The move comes after Caldwell was rewarded with what was initially reported as a multiyear contract extension over the summer. However, NFL Network's Ian Rapoport later clarified Caldwell's revised deal was a one-year extension that included a team option following the 2018 campaign.
After opening the 2016 campaign 9-4 thanks to an 8-1 run between Weeks 5-14, the Lions closed out the regular season with three straight losses to the New York Giants, Dallas Cowboys and Green Bay Packers.
That shaky finish opened the door for the Packers to steal the NFC North crown, and it sent the Lions on the road for Wild Card Weekend. The Lions proceeded to get squashed 26-6 by the Seattle Seahawks at CenturyLink Field, marking the second time in three seasons they lost a wild-card game.

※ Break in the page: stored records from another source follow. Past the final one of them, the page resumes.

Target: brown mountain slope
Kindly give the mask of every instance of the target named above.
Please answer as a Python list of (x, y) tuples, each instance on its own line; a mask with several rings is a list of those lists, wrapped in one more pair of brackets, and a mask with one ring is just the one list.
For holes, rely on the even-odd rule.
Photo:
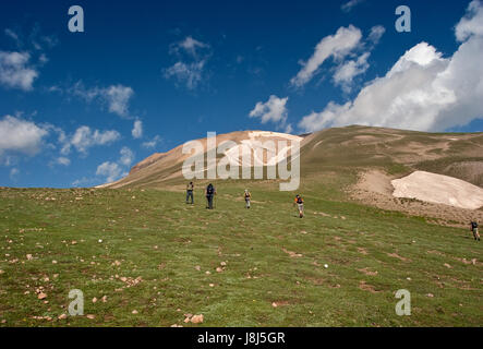
[[(255, 133), (254, 133), (255, 132)], [(290, 135), (241, 131), (217, 135), (237, 144), (247, 140), (283, 140)], [(258, 134), (254, 137), (254, 134)], [(379, 169), (393, 176), (425, 170), (456, 177), (483, 185), (483, 133), (425, 133), (370, 127), (327, 129), (303, 135), (301, 177), (321, 179), (325, 173), (346, 176)], [(198, 140), (206, 148), (206, 139)], [(107, 188), (166, 188), (184, 182), (181, 172), (183, 145), (167, 153), (156, 153), (135, 165), (128, 177)]]

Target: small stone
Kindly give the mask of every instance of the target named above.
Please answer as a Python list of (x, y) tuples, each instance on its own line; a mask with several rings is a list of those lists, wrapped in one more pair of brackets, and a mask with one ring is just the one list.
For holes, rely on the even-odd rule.
[(194, 315), (193, 317), (191, 317), (191, 322), (193, 324), (201, 324), (201, 323), (203, 323), (203, 314)]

Detroit was streaky once again in 2017, and it played a clear second fiddle to the Minnesota Vikings all year. As a result, the franchise is still searching for its first playoff win since January 1992.
The Lions also failed to capture a division title under Caldwell and have not finished atop the NFC North since it was known as the NFC Central in 1993.
All told, Caldwell went 36-28, good for a winning percentage of .563, during his four seasons in the Motor City. That's hardly a woeful mark; however, it didn't cut it for a team that's been mired in mediocrity for extended stretches over the past couple of decades.
Now that Caldwell has been jettisoned, general manager Bob Quinn will be tasked with targeting the kind of leader who can snap the Lions out of purgatory and propel them into the NFC title picture.